America is facing a major shortage of nurses and doctors, with no real solution in sight. For more than a half a century, we have depended on the foreign health professionals to satisfy our domestic requirements. U.S. medical and nursing schools have failed to respond to this need.

According to data from the 2004 U.S. Physician Masterfile, more than 200,000 physicians, or 25% of those practicing in the United States, were trained outside this country. More than 60% of those were trained in low-income countries such as India, the Philippines, and Pakistan (N. Engl. J. Med. 2005;353:1810–8). Another 25,000 were U.S. citizens who received their medical training abroad.

Not until this year has there been any significant change in the number of students entering U.S. medical schools. Between 1971 and 1985, American medical school graduates increased from approximately 10,000 to 16,000 per year. Since 1985, the number of medical graduates has been flat.

Over the past 20 years, there has been a significant change in the makeup of medical school classes as the number of female graduates has increased and the number of male graduates has decreased. In 2004, there were just 1,000 fewer female graduates than male graduates. During the same period, there has been a gradual increase in both African American and Hispanic students.

According to a recent report from the Association of American Medical Colleges, this year, for the first time in almost two decades, there has been an increase of 2.1% in medical school enrollees, to more than 17,000 first-year medical students.
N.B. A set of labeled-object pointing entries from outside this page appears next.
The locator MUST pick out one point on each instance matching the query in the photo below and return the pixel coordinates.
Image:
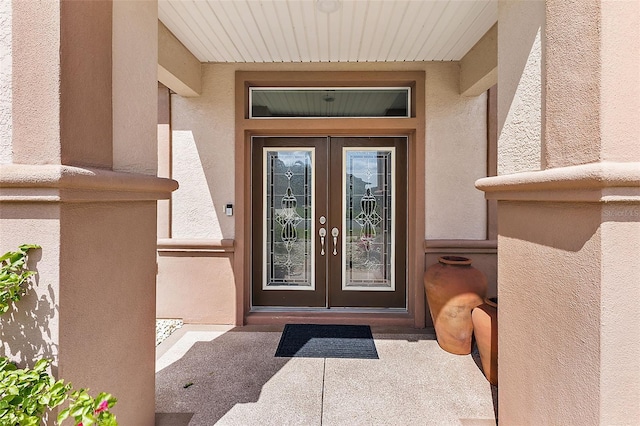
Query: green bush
(14, 276)
(27, 394)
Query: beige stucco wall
(520, 85)
(135, 58)
(538, 291)
(203, 142)
(6, 88)
(31, 331)
(93, 309)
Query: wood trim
(413, 128)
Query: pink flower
(104, 405)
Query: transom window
(329, 102)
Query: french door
(329, 221)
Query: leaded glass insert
(288, 219)
(368, 219)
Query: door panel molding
(288, 257)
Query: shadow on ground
(213, 377)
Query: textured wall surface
(203, 155)
(549, 324)
(520, 90)
(135, 39)
(456, 152)
(5, 82)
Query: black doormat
(327, 341)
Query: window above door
(329, 102)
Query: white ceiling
(298, 31)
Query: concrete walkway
(212, 375)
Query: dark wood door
(329, 221)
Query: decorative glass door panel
(368, 216)
(329, 222)
(289, 228)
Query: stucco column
(569, 233)
(81, 182)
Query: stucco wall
(135, 41)
(31, 331)
(203, 150)
(520, 85)
(5, 82)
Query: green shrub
(27, 394)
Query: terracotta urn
(485, 328)
(454, 288)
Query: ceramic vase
(454, 288)
(485, 329)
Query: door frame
(413, 128)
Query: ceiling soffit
(300, 31)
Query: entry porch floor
(215, 375)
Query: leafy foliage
(27, 394)
(14, 276)
(87, 410)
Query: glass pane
(368, 219)
(288, 251)
(286, 102)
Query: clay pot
(485, 328)
(454, 288)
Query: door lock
(323, 233)
(334, 233)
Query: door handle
(323, 233)
(334, 233)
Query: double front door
(329, 222)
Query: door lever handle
(334, 233)
(323, 233)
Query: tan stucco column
(81, 181)
(569, 234)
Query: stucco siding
(5, 82)
(203, 150)
(520, 87)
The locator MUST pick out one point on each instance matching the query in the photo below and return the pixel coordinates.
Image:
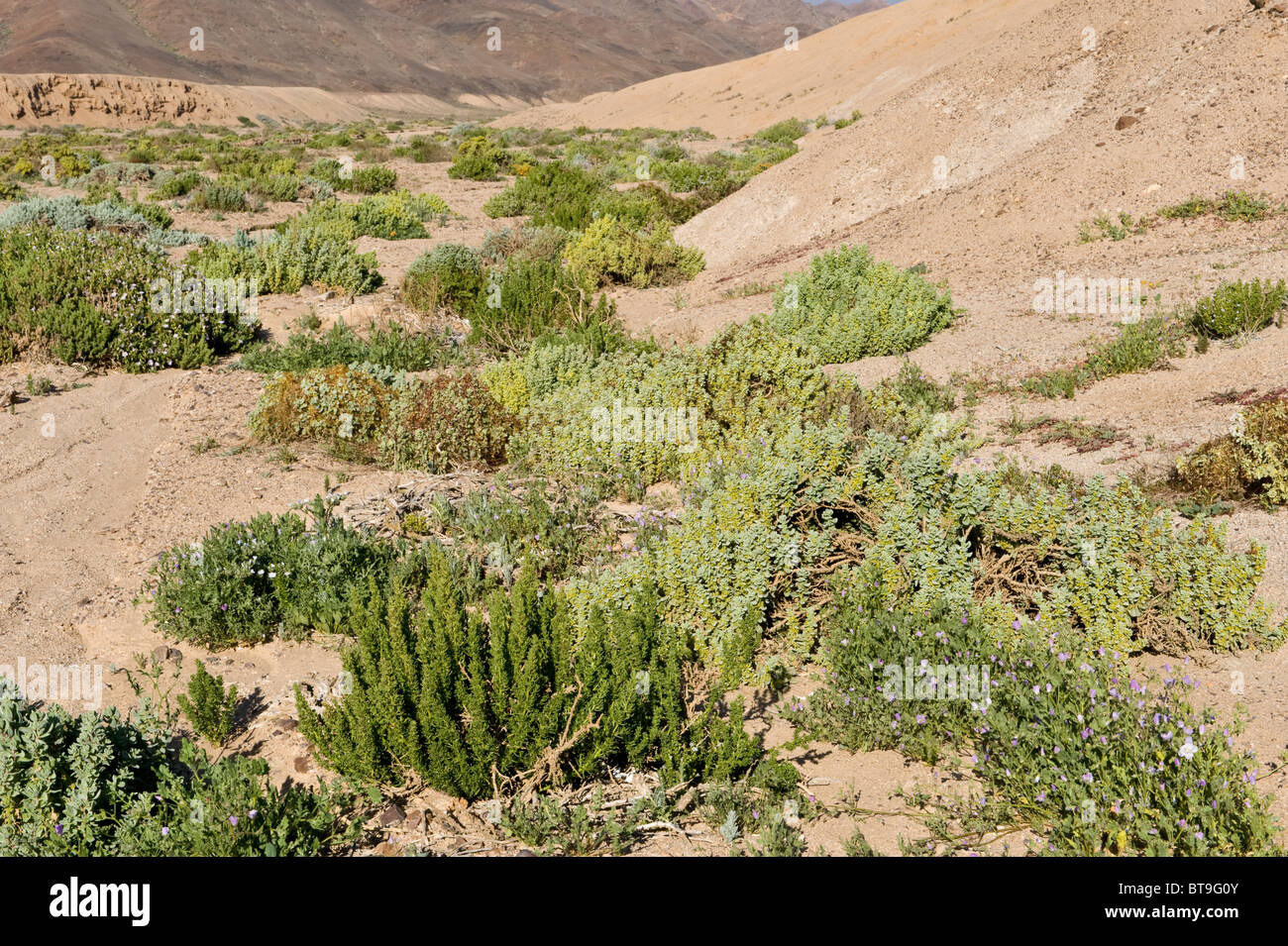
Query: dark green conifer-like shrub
(475, 705)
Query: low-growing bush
(210, 708)
(784, 132)
(370, 180)
(292, 258)
(555, 193)
(449, 275)
(609, 252)
(86, 297)
(478, 158)
(526, 299)
(147, 222)
(365, 412)
(1094, 760)
(364, 180)
(475, 705)
(1145, 345)
(391, 347)
(846, 306)
(1248, 463)
(524, 244)
(226, 198)
(270, 577)
(1239, 306)
(176, 183)
(389, 216)
(340, 405)
(446, 422)
(99, 784)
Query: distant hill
(549, 50)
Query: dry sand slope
(991, 130)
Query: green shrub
(1236, 205)
(524, 244)
(1249, 461)
(643, 206)
(372, 180)
(746, 379)
(475, 705)
(218, 196)
(343, 407)
(449, 275)
(209, 706)
(557, 194)
(478, 158)
(145, 222)
(784, 132)
(846, 306)
(1102, 227)
(527, 299)
(250, 581)
(423, 150)
(299, 255)
(102, 786)
(446, 422)
(391, 347)
(275, 187)
(370, 413)
(1233, 205)
(389, 216)
(176, 183)
(1239, 306)
(612, 253)
(1094, 760)
(88, 297)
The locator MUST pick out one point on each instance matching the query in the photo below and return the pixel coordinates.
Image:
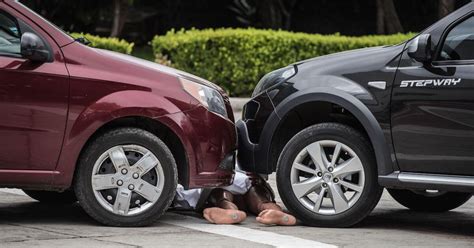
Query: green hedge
(236, 59)
(113, 44)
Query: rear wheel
(51, 197)
(126, 177)
(327, 176)
(429, 200)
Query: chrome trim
(436, 179)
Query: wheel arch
(328, 96)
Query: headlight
(274, 78)
(208, 97)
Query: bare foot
(276, 217)
(224, 216)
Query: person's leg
(223, 210)
(260, 200)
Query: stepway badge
(430, 82)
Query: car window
(10, 35)
(459, 43)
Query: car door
(33, 100)
(433, 107)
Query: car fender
(114, 106)
(343, 99)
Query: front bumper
(210, 142)
(254, 136)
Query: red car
(114, 132)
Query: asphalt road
(27, 223)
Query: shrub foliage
(237, 58)
(113, 44)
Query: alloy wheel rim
(327, 177)
(127, 180)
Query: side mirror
(33, 48)
(419, 48)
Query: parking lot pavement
(27, 223)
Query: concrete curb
(238, 103)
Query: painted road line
(243, 233)
(233, 231)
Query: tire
(51, 197)
(426, 201)
(104, 186)
(356, 153)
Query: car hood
(354, 60)
(156, 67)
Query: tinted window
(10, 35)
(459, 44)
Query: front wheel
(429, 200)
(327, 176)
(126, 177)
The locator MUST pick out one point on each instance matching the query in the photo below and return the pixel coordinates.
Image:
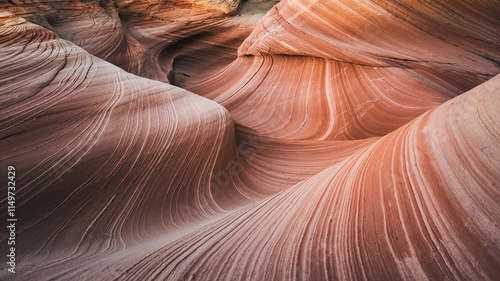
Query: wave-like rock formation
(202, 140)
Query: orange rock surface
(204, 140)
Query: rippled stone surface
(202, 140)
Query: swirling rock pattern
(202, 140)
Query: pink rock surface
(329, 140)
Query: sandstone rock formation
(202, 140)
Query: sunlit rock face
(208, 140)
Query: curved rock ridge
(407, 207)
(103, 154)
(332, 140)
(442, 34)
(313, 98)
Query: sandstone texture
(254, 140)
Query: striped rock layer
(202, 140)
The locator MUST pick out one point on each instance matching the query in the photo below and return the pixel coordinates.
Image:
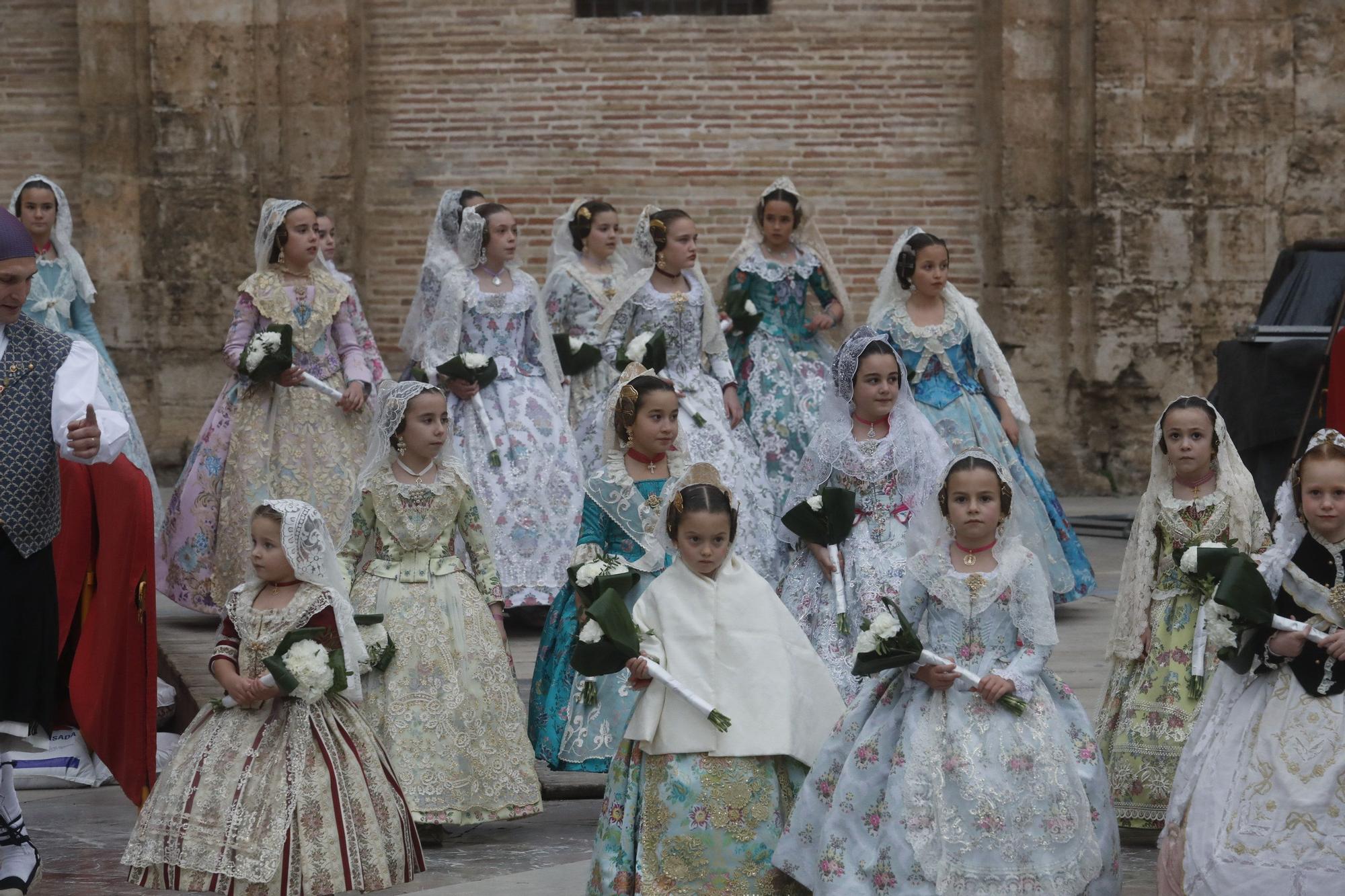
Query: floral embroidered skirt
(693, 823)
(1148, 713)
(935, 794)
(568, 732)
(280, 801)
(447, 708)
(1261, 792)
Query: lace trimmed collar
(802, 267)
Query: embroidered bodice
(679, 315)
(969, 619)
(415, 526)
(779, 291)
(502, 326)
(260, 631)
(878, 502)
(941, 357)
(576, 299)
(1184, 522)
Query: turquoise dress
(54, 302)
(944, 377)
(783, 370)
(567, 733)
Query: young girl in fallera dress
(532, 499)
(279, 797)
(783, 366)
(644, 456)
(447, 708)
(583, 272)
(931, 788)
(1258, 803)
(965, 386)
(691, 809)
(872, 440)
(1199, 491)
(271, 440)
(668, 292)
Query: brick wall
(870, 107)
(40, 95)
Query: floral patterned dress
(263, 440)
(575, 298)
(447, 708)
(570, 733)
(532, 501)
(1152, 702)
(287, 799)
(929, 792)
(875, 563)
(944, 376)
(732, 451)
(783, 369)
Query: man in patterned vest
(49, 389)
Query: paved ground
(84, 831)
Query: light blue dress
(929, 792)
(944, 369)
(783, 369)
(56, 303)
(567, 733)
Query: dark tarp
(1264, 388)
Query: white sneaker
(21, 866)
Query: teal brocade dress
(566, 733)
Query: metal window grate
(641, 9)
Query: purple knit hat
(15, 240)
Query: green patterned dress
(1152, 702)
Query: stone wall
(1116, 177)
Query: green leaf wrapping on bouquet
(384, 657)
(457, 369)
(656, 354)
(828, 526)
(276, 662)
(619, 643)
(735, 306)
(270, 366)
(619, 581)
(900, 650)
(576, 362)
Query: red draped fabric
(106, 583)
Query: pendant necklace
(1195, 486)
(419, 475)
(645, 459)
(871, 424)
(969, 555)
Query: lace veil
(1140, 568)
(389, 408)
(1291, 529)
(911, 448)
(310, 551)
(808, 237)
(991, 358)
(930, 537)
(613, 489)
(440, 257)
(61, 235)
(445, 333)
(640, 263)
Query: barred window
(638, 9)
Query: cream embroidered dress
(447, 708)
(287, 799)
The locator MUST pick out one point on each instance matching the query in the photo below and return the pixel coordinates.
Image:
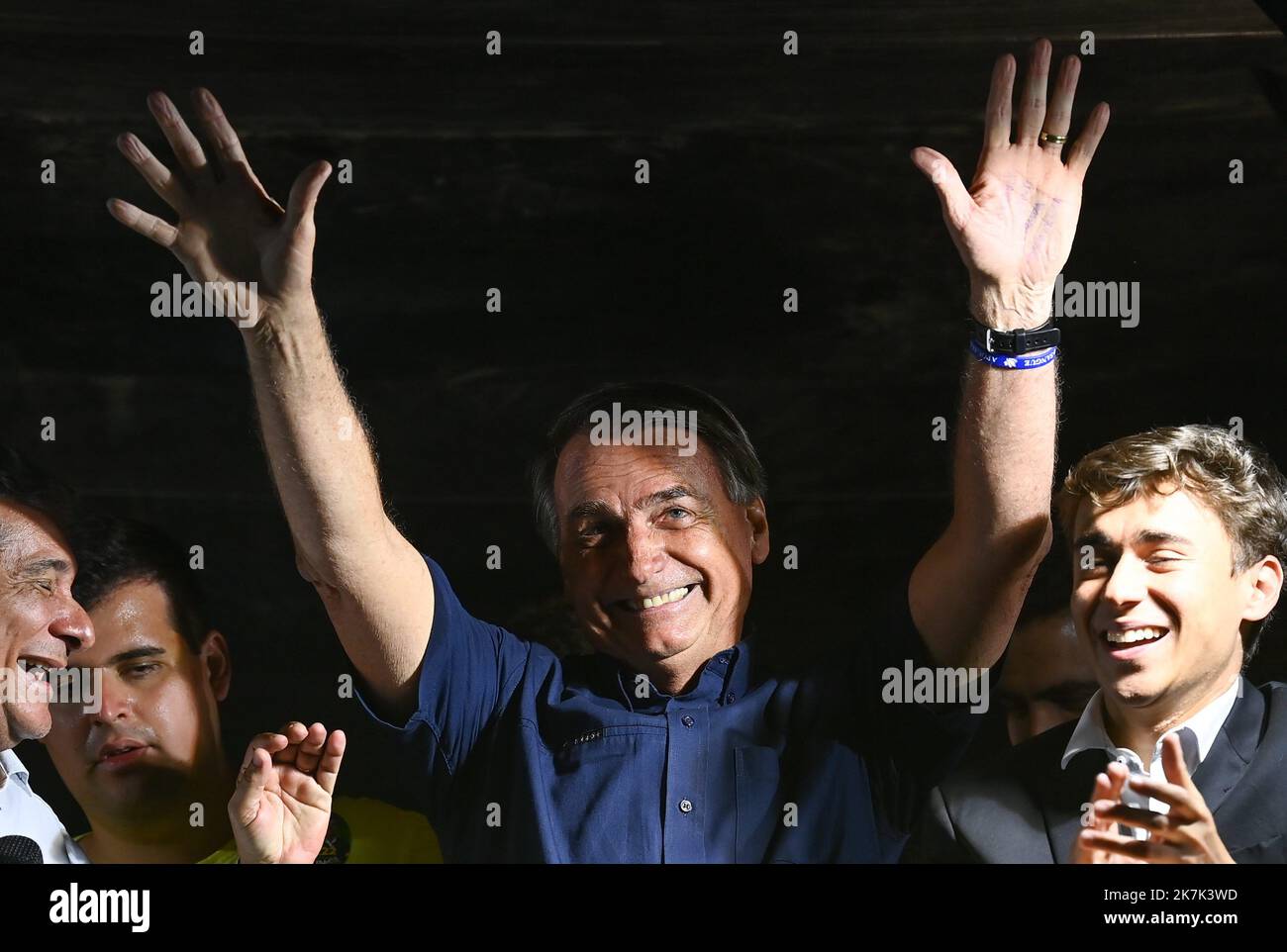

Even with this overall increase in enrollments, demand far outstrips supply. By failing to train enough American doctors for our needs, we are siphoning off foreign-trained doctors from developing countries, thus contributing to the lowering of public health standards in those countries.

As economics and immigration policies change, both here and around the world, we may not be able to rely on a continuing supply of doctors from abroad, especially considering that a shortfall of more than 200,000 doctors is projected by 2020.

The outlook for nursing is even worse. We continue to meet much of our need for nurses by recruiting from underdeveloped countries. However, this is an international problem. Recent legislation passed by Congress has made it easier for foreign-trained nurses to work in this country, which, as with the doctors, has aggravated the shortfall of nurses in their countries of origin. The number of nurses working in the United States has remained relatively flat over the last few years, at about 2 million, but there is a projected 50% increase over the next decade in the demand for nurses. As the nurse-patient ratios decrease by legislation, as they have in California, this short supply will be exacerbated. In addition, as our population ages, so will more nurses retire, placing further pressure on the shortage.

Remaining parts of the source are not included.